# Custody and out of state



## depressedandexhausted (Aug 24, 2015)

Alright...Where do I start. First off, you all have been amazing. I am in the beginning stages of my divorce but it is coming along. So thank you for all of your help.

I have a question. I am 31 years old. I have a daughter with my soon to be ex wife. I am a disabled vet. I am also going to school full time. I have and will always try to be the best father as possible. I grew up out of state, therefore all of my family is out of state. All my friends from the military are out of state as well. I am stuck where I am without family, without friends, without anybody. I am dieing here.

I recently was asked by my best friend and his wife, if I would like to move in with them and find a place in their area. I am moved by there request. I just dont know if I should. If I did I would be much happier, but I wouldn't be able to see my daughter. I dont know what to do.
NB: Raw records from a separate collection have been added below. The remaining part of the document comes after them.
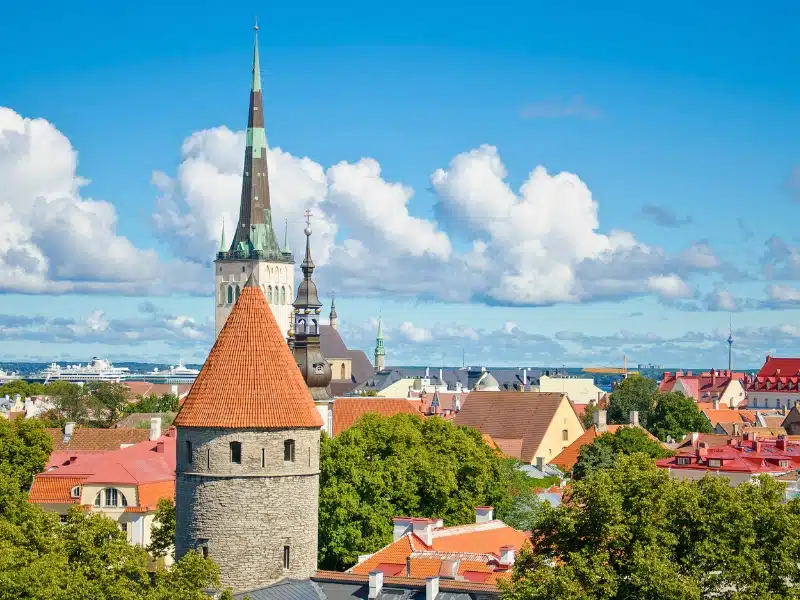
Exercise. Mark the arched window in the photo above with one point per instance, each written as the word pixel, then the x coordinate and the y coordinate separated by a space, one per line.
pixel 288 451
pixel 110 498
pixel 236 452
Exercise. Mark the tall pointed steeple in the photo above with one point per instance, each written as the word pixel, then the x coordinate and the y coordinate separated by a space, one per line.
pixel 380 351
pixel 254 236
pixel 306 341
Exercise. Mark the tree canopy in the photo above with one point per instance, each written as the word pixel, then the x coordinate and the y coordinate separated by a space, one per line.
pixel 87 558
pixel 403 465
pixel 674 415
pixel 631 532
pixel 25 447
pixel 607 448
pixel 633 393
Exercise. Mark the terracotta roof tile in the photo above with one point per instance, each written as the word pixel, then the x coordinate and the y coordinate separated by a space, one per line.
pixel 511 416
pixel 346 411
pixel 89 439
pixel 54 490
pixel 250 379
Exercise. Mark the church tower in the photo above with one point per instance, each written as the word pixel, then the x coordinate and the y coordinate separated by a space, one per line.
pixel 248 442
pixel 380 352
pixel 254 249
pixel 305 338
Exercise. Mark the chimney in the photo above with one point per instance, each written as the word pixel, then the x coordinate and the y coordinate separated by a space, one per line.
pixel 375 584
pixel 423 528
pixel 599 417
pixel 401 526
pixel 507 555
pixel 155 428
pixel 431 588
pixel 484 514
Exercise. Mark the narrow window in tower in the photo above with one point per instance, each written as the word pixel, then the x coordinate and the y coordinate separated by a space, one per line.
pixel 288 451
pixel 236 452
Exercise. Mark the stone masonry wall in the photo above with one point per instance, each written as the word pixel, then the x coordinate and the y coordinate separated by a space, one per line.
pixel 245 513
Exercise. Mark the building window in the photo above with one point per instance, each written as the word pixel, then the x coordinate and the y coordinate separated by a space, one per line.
pixel 288 451
pixel 236 452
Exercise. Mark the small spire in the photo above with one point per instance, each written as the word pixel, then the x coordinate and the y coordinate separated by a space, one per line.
pixel 256 86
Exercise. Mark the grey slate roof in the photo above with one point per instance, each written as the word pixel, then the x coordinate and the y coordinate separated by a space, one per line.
pixel 307 589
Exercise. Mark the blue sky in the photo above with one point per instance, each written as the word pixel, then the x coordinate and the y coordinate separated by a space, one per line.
pixel 682 122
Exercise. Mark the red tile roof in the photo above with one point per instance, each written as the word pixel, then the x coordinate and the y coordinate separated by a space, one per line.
pixel 250 379
pixel 346 411
pixel 517 421
pixel 54 490
pixel 89 439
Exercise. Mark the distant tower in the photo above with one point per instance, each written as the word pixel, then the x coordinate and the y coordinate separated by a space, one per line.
pixel 254 248
pixel 305 341
pixel 730 346
pixel 380 352
pixel 248 442
pixel 334 318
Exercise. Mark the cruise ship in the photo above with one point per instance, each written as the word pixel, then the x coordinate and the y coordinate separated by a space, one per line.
pixel 98 369
pixel 179 374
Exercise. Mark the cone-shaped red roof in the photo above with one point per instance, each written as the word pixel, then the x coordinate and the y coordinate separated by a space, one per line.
pixel 250 379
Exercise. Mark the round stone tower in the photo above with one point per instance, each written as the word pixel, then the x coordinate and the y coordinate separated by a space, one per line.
pixel 247 472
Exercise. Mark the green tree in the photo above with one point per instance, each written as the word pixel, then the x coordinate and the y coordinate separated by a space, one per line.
pixel 607 448
pixel 674 415
pixel 162 535
pixel 25 447
pixel 403 465
pixel 87 558
pixel 633 393
pixel 632 532
pixel 110 398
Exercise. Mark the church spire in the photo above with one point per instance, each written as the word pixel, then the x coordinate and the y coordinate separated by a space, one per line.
pixel 254 236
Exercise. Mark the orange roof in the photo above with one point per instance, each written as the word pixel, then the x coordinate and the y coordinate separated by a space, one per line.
pixel 567 458
pixel 91 439
pixel 54 490
pixel 250 378
pixel 346 411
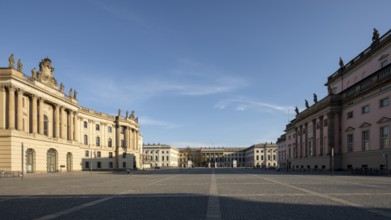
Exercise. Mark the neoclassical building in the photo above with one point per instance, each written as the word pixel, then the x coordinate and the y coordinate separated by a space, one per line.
pixel 350 127
pixel 44 129
pixel 159 155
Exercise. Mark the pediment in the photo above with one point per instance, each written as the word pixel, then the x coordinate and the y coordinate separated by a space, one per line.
pixel 383 120
pixel 349 129
pixel 365 125
pixel 383 57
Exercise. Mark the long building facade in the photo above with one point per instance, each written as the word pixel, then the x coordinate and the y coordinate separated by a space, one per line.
pixel 44 129
pixel 349 128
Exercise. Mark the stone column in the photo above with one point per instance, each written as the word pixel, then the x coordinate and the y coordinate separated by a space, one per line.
pixel 71 125
pixel 314 144
pixel 127 137
pixel 19 117
pixel 136 140
pixel 321 147
pixel 306 154
pixel 56 121
pixel 11 110
pixel 77 126
pixel 63 123
pixel 2 107
pixel 41 116
pixel 117 144
pixel 34 114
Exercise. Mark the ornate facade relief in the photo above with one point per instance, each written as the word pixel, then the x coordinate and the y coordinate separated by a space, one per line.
pixel 45 74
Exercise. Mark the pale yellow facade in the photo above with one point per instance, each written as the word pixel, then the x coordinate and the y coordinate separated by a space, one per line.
pixel 55 132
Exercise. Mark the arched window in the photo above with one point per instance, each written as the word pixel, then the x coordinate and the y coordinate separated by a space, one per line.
pixel 51 160
pixel 97 141
pixel 45 125
pixel 85 140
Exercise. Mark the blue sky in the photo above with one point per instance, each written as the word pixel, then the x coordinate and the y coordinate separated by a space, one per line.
pixel 197 73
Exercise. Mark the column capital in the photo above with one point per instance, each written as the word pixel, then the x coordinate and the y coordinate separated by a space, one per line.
pixel 19 90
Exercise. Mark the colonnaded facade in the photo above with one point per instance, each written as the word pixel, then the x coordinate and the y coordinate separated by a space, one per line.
pixel 349 129
pixel 162 155
pixel 43 129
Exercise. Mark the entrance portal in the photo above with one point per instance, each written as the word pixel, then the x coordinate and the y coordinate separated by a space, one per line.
pixel 52 160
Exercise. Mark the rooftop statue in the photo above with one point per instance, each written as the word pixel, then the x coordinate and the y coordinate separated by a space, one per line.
pixel 341 64
pixel 45 74
pixel 62 87
pixel 19 66
pixel 376 35
pixel 11 61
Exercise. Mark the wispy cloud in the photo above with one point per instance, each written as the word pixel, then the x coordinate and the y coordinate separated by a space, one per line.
pixel 126 15
pixel 204 81
pixel 243 104
pixel 148 121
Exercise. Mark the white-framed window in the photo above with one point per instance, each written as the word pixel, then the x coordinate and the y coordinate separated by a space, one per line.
pixel 85 139
pixel 384 136
pixel 365 109
pixel 383 63
pixel 98 141
pixel 384 102
pixel 365 140
pixel 350 142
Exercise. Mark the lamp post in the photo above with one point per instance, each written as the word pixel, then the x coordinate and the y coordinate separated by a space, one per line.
pixel 386 157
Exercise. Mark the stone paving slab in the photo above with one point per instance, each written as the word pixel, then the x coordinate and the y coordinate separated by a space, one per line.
pixel 195 194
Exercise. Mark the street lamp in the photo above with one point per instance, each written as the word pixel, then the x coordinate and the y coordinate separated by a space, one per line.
pixel 386 157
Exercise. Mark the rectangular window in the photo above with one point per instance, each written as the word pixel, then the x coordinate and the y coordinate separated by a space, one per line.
pixel 350 142
pixel 365 140
pixel 365 109
pixel 384 136
pixel 383 63
pixel 383 102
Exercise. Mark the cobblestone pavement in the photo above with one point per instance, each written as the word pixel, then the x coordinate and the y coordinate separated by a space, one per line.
pixel 195 194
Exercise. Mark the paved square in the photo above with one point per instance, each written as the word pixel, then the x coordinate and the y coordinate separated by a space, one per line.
pixel 195 194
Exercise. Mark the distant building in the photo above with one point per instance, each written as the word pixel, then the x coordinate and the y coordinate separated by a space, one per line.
pixel 159 155
pixel 57 134
pixel 350 127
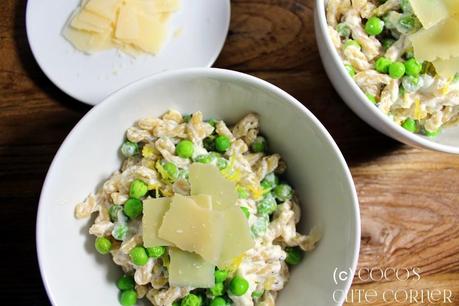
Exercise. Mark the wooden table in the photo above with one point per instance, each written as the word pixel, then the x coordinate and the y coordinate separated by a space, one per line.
pixel 409 198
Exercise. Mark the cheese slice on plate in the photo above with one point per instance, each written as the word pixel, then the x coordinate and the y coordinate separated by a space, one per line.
pixel 153 214
pixel 207 179
pixel 89 42
pixel 430 12
pixel 152 33
pixel 127 26
pixel 193 228
pixel 189 270
pixel 104 8
pixel 440 41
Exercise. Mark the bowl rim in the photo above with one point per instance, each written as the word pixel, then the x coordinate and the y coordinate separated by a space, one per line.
pixel 418 140
pixel 207 72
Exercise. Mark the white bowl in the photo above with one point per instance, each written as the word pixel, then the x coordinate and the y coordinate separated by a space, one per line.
pixel 74 274
pixel 448 141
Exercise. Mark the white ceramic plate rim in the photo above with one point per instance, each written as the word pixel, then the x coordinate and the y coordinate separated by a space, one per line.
pixel 388 123
pixel 63 88
pixel 100 108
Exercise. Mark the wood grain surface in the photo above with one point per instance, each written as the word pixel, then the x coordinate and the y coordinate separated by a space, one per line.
pixel 409 198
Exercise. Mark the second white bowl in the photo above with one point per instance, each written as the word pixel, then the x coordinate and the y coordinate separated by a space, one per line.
pixel 448 141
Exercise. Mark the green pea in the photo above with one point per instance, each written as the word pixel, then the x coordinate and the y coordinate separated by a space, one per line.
pixel 138 189
pixel 343 30
pixel 351 42
pixel 259 145
pixel 120 231
pixel 113 211
pixel 396 70
pixel 257 294
pixel 294 255
pixel 139 256
pixel 191 300
pixel 222 163
pixel 209 143
pixel 350 69
pixel 283 192
pixel 212 122
pixel 203 159
pixel 406 6
pixel 246 212
pixel 218 301
pixel 413 67
pixel 129 149
pixel 371 98
pixel 238 286
pixel 103 245
pixel 382 64
pixel 133 208
pixel 387 43
pixel 156 252
pixel 410 125
pixel 184 149
pixel 270 181
pixel 374 26
pixel 431 134
pixel 411 83
pixel 260 225
pixel 125 282
pixel 222 143
pixel 409 54
pixel 243 193
pixel 217 290
pixel 267 205
pixel 220 276
pixel 128 298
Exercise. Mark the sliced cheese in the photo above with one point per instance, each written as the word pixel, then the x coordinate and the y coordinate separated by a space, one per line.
pixel 88 21
pixel 193 228
pixel 104 8
pixel 447 68
pixel 207 179
pixel 89 42
pixel 152 34
pixel 127 26
pixel 440 41
pixel 430 12
pixel 189 270
pixel 153 214
pixel 237 237
pixel 203 200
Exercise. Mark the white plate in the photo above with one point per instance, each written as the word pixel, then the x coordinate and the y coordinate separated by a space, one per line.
pixel 197 34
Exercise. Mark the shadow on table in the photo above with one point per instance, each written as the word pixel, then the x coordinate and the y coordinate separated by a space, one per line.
pixel 31 67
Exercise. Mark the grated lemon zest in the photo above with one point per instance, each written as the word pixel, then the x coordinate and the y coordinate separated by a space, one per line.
pixel 149 163
pixel 256 191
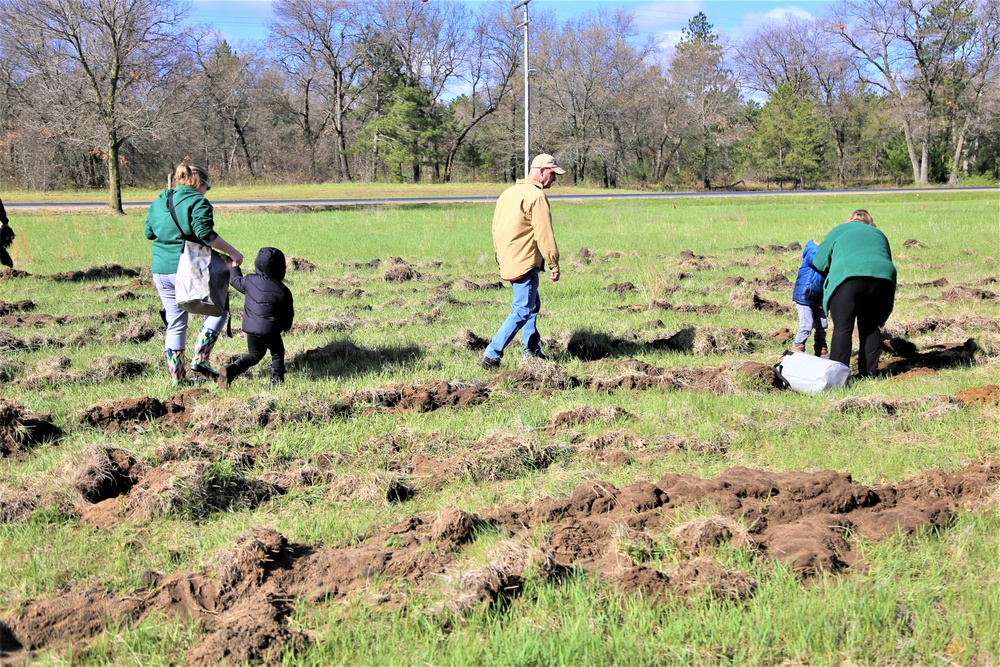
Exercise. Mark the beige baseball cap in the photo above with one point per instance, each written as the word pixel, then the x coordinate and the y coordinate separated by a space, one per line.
pixel 546 161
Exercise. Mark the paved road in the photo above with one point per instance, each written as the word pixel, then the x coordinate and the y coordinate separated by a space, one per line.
pixel 396 201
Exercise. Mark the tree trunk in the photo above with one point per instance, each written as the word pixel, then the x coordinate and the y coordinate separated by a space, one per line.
pixel 114 176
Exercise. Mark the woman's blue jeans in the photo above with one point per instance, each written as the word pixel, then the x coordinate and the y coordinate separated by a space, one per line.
pixel 523 312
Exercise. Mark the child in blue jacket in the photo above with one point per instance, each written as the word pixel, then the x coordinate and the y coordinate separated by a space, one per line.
pixel 808 298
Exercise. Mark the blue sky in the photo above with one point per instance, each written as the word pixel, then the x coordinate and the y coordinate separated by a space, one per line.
pixel 247 19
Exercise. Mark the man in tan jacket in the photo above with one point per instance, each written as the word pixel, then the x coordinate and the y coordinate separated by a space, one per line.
pixel 524 241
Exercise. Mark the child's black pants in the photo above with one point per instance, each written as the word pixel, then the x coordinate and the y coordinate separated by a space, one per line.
pixel 257 347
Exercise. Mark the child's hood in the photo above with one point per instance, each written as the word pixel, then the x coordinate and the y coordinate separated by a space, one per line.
pixel 270 262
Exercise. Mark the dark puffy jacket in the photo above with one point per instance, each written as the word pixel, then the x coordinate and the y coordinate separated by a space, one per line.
pixel 809 283
pixel 268 308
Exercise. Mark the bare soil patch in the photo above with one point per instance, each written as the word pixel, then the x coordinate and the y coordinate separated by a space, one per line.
pixel 21 429
pixel 103 272
pixel 807 520
pixel 6 307
pixel 986 395
pixel 132 413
I watch her 5 days a week, as well as the main financial supporter of my soon to be split family. I dont mind paying child support, I just dont think it is the right thing to do. My daughter is by far more important than I. What should I do. Should I make myself happy or stay here be miserable but make sure my daughter has a father.


----------



## SunnyT (Jun 22, 2011)

Don't ditch your daughter. Hang around and work out the divorce... then figure out how to get happy. One thing at a time. Or go for full custody?


----------



## aine (Feb 15, 2014)

Dont make any rash decisions now because you are feeling low. Your daughter should be your first priority. You do not have to move far away to get yourself back on track again.


----------



## Pluto2 (Aug 17, 2011)

How old is your daughter? Frequency of visitation is more critical at a younger age than it would be with a teen who understands dad needs some help.


----------



## depressedandexhausted (Aug 24, 2015)

I was at a low, really depressed. All my friends were back home getting together, kind of put me in a mood. My daughter is young, I cant do that to her, maybe in 10 years but definitely not right now. Not even an option.


----------



## Starstarfish (Apr 19, 2012)

If you watch her the majority of the time, why don't you go for full custody and take her with you?


----------



## depressedandexhausted (Aug 24, 2015)

It would be doing the same thing to her, as if I was to leave. She needs her mother too.


----------